Now I know Someone was actually right; Someone was saying that I only have 2 worthwhile choices. Two Hopeful Choices.
I wanted (and I’m used to) the Hopeless Choice. And really, we’re all making choices; the choice to not act is a choice, whether you’d like to admit it or not. And part of why we’d like to admit that is because of the other thing that has now defined humanity: we’re sinful, and we choose sins because we humans have choice (see above); and we also don’t like to take responsibility for things because we’re human, and we’re sinful, and we choose not to, and it just turns into this circular and non-productive reasoning.
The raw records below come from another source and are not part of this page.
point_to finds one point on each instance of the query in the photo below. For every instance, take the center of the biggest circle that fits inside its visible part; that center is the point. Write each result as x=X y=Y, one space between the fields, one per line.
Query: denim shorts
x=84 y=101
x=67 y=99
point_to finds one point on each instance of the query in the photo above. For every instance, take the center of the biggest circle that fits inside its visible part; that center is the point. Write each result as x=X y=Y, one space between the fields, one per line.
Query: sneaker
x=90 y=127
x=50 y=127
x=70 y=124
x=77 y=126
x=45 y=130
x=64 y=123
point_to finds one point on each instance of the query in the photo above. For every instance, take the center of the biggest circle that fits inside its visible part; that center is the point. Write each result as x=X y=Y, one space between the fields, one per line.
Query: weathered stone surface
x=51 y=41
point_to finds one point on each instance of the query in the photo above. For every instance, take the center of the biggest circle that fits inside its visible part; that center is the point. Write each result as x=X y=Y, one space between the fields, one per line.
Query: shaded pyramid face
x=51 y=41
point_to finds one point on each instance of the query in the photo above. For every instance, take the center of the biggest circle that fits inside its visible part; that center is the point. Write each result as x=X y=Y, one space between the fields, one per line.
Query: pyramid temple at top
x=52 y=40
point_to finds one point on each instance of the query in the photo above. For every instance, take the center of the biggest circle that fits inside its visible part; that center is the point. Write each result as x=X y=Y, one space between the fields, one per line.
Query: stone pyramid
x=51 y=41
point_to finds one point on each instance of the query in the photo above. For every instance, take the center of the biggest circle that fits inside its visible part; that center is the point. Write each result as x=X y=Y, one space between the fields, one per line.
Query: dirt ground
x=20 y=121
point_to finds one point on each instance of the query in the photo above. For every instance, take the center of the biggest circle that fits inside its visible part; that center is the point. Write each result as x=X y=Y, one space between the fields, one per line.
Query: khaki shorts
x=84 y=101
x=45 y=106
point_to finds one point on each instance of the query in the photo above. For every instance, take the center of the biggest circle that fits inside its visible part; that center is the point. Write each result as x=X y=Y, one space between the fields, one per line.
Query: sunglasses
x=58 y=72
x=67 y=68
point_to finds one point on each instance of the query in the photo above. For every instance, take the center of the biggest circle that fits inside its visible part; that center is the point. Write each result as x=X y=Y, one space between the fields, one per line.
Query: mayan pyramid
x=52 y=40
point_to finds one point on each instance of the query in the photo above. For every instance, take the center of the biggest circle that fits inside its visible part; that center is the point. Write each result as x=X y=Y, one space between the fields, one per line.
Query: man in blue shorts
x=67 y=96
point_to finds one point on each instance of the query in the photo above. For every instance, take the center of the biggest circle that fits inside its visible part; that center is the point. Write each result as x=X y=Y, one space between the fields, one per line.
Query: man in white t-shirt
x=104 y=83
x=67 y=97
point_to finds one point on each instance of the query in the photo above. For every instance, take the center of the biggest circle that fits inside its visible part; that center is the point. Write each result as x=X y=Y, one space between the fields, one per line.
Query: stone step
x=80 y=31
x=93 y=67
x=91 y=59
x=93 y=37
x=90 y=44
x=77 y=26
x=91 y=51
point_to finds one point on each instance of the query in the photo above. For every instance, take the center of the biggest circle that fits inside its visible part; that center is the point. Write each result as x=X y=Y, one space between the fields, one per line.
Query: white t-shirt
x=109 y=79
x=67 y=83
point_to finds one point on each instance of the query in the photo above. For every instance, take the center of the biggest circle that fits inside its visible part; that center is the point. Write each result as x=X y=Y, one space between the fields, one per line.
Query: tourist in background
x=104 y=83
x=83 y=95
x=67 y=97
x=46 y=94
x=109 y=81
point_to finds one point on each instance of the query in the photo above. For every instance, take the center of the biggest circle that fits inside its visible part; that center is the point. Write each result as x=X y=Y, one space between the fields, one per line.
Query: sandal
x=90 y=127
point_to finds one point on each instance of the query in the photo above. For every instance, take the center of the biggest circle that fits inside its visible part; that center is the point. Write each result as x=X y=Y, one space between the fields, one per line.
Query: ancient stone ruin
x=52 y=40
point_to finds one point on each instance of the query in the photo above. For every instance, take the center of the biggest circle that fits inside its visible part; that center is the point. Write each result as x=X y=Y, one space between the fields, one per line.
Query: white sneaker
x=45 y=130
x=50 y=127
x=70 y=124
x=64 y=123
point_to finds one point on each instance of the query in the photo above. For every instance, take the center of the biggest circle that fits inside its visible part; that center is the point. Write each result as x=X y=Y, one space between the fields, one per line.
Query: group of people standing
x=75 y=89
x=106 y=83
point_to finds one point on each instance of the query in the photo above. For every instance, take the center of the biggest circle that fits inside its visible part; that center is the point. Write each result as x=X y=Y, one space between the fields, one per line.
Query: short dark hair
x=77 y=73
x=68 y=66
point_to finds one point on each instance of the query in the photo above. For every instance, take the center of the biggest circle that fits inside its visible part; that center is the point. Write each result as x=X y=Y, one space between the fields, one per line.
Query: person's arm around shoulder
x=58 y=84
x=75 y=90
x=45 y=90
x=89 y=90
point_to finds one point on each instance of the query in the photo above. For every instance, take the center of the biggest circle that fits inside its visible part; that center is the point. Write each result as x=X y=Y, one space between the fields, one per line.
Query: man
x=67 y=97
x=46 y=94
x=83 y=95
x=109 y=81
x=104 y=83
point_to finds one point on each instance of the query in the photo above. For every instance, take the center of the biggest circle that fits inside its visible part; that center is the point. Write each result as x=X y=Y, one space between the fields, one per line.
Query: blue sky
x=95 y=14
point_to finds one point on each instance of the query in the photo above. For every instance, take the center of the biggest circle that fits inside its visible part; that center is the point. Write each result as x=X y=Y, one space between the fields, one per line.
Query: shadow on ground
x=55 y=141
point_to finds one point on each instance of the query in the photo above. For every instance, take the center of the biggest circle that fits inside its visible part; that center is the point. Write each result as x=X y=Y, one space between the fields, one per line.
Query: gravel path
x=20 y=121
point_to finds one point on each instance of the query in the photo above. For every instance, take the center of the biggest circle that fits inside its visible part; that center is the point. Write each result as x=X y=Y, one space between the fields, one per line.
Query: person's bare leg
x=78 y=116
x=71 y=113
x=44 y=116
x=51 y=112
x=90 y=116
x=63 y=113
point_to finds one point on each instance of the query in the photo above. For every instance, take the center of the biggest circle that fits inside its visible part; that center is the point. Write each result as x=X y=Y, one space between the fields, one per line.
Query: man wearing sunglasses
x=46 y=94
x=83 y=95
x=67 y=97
So there’s this comedian (Tig Notaro) who I find very funny; she has this dry humor and monotone voice, and she’s awesome. And she recently did a standup that Louis C.K. said was one of the best performances he had seen in his 20 years in the business.
And she gave this performance the night following a Stage 2 breast cancer diagnosis.
This also followed what she described as the worst 4 months ever: she had some health problems that put her in the hospital for a while, her mother died in a freak accident, and a relationship she had been in ended. Then she found out she had cancer.
She had those same three choices, and really, most of those things that happened to her really weren’t under her control; she didn’t have much choice. But she did have a choice: she could Man Up. She could Get Help. She could Do Nothing. Or to simplify, she could: 1.) Do Something or 2.) Do Nothing. She did something, and it may have been the defining moment of her career.
At the center of my beliefs as a Christian, there is supposed to be Hope and Faith; by doing nothing, I ignore that center and let my old self take over and tell me I’m beyond help or even action. There’s this trendy saying that the opposite of goodness or holiness is not evil but apathy, and I guess there’s something to that. But maybe it’s more like apathy=evil.
I guess what I’m getting at is that this whole Choice Campaign business we’re doing is so essential: we make choices every day… or we choose not to choose. And I don’t want to be that apathetic person unwilling to do anything anymore.